Leicht kann man sich mit Bassanis Erzählfiguren und deren Empfindungen identifizieren. Das bürgerliche Milieu der Ferrareser Geschichten war dem deutschen Leser jedenfalls sehr viel näher als das proletarische Milieu der der kommunistischen Schule angehörenden Autoren. Beispielsweise konnte man die Gefühle des Doktor Fadigati in der Brille mit Goldrand sehr gut nachempfinden, weil jene kleinbürgerliche Atmosphäre auch in deutschen Städten verbreitet war. Wenn von der großen Resonanz der Romane von Giorgio Bassani in Deutschland die Rede ist, darf der Münchner Piper Verlag nicht unerwähnt bleiben, der für viele Jahrzehnte die deutschen Rechte auf sein Werk besaß. Heute werden die Romane Bassanis in dem auf die neuere italienische Literatur spezialisierten Berliner Wagenbach Verlag ediert. In dem jetzt wieder aufgelegten schmalen Band Der Geruch von Heu sind einige verstreute Arbeiten von Bassani versammelt, in denen man sofort seinen melancholischen, aber nicht nostalgischen, in der Personenbeschreibung immer leicht unscharfen, manchmal auch geheimnisvollen Ton spürt. Besonders in der längsten Erzählung des Bandes „Weitere Nachrichten von Bruno Lattes“ ist Bassani diese für sein Werk typische Verknüpfung von „Großer Geschichte“ und den Gefühlen der diese Geschichte ertragenden einzelnen Menschen ergreifend gelungen. „Seitdem er am Morgen in den Zug gestiegen war, hatte er an nichts anderes gedacht als an Adriana und an die internationale politische Situation.“
Und die „Große Geschichte“ mündet bei Bassani immer in ein ganz konkretes Datum: das Jahr 1938, als die italienischen Juden mit der Verkündigung der sogenannten „Rassegesetze“ von einem Tag auf den anderen radikal aus dem öffentlichen Leben verbannt wurden. Die Bücher von Bassani lesend kann man wenigstens erahnen, wie schmerzhaft, wie radikal der „Zivilisationsbruch Faschismus“ das Leben der Italiener jüdischen Glaubens verändert hat.

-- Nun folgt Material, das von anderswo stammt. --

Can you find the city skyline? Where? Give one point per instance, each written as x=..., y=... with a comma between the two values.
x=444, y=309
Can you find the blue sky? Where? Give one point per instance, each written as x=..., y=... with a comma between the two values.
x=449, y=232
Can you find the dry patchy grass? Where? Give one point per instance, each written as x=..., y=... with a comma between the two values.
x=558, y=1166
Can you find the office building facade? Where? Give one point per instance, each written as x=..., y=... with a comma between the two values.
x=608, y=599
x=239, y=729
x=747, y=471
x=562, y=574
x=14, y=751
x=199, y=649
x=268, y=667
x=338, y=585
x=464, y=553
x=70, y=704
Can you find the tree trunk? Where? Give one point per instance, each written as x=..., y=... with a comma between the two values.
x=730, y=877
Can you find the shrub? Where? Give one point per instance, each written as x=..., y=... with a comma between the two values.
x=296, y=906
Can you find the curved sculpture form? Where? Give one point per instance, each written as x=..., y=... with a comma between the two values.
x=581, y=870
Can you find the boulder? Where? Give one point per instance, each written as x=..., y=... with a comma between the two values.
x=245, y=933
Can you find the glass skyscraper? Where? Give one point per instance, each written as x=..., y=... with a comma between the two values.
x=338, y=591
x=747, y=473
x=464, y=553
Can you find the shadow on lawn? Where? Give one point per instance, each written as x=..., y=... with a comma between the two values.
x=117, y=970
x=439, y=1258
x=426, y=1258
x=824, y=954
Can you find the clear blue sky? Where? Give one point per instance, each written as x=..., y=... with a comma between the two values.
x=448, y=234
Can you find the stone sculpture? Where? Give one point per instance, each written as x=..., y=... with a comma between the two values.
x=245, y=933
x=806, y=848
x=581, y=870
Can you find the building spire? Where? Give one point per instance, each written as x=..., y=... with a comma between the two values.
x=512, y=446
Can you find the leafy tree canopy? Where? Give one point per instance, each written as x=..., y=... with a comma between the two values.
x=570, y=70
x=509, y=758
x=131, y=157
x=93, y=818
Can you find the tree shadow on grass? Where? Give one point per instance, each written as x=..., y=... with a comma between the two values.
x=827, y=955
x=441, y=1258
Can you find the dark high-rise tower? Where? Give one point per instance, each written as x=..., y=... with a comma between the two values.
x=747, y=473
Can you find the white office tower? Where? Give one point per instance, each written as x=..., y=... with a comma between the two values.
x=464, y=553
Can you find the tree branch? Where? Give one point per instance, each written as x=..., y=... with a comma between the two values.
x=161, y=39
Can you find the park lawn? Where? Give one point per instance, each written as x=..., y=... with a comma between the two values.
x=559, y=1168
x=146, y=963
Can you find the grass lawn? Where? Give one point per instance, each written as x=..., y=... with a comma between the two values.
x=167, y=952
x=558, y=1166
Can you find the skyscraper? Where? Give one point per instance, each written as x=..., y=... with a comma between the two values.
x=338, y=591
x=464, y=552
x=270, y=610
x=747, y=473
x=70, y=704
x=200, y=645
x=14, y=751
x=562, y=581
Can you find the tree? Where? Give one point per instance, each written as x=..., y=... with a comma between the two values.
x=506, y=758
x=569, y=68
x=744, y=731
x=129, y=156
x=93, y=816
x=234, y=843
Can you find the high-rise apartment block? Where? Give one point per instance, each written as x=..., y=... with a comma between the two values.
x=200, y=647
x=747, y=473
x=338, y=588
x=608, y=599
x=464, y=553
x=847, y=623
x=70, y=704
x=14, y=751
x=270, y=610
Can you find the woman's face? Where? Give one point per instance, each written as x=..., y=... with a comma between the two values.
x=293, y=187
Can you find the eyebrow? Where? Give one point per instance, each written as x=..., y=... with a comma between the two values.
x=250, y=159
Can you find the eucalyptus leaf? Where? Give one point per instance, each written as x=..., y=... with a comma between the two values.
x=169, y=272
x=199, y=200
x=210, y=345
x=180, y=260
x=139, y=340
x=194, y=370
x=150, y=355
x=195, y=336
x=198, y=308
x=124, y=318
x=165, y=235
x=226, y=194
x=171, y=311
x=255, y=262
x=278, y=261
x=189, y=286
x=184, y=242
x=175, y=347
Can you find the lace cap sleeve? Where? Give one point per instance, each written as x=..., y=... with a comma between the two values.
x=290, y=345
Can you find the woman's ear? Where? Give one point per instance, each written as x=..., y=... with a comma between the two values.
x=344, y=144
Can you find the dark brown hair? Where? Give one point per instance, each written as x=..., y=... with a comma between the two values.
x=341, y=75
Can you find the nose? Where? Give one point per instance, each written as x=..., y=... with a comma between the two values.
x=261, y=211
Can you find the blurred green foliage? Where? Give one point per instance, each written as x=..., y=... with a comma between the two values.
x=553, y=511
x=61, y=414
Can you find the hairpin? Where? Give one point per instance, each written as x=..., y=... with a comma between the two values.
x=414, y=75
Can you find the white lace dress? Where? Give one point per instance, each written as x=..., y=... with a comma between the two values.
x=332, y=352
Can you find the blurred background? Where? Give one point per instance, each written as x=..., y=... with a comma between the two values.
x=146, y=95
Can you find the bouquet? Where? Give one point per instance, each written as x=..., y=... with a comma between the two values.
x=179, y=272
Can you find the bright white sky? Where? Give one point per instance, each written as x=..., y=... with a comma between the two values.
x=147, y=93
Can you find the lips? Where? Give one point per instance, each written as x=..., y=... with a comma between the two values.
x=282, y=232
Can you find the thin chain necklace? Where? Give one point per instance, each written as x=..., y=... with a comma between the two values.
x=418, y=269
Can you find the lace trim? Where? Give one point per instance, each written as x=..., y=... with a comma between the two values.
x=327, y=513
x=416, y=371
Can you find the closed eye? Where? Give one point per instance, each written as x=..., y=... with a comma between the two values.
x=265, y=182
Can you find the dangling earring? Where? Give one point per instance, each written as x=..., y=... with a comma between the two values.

Dass seine Bücher bis heute keinen Staub ansetzen und uns immer noch ergreifen, ist aber nicht zuletzt auch dem Übersetzer Herbert Schlüter zu verdanken, dem es gelungen ist, in der deutschen Sprache jene feinen Schattierungen von Ironie, der Leichtigkeit des Seins und gleichzeitig der Dramatik von Einzelschicksalen in Zeiten größter geschichtlicher Dunkelheit nachzubilden. „Bassanis Werk nimmt einen wichtigen Rang in der europäischen Kultur ein“, schrieb ein deutscher Kritiker einmal über das Gesamtwerk des Ferrareser Schriftstellers. Fast zehn Jahre nach seinem Tod und immer wieder die Erzählungen von Giorgio Bassani lesend, kann man an diesem Urteil kein überzogenes Pathos entdecken. Es stimmt nach wie vor.

Carl Wilhelm Macke

Giorgio Bassani: Der Geruch von Heu.
Aus dem Italienischen von Herbert Schlüter.
Berlin: Verlag Klaus Wagenbach 2009. 108 Seiten. 8,90 Euro.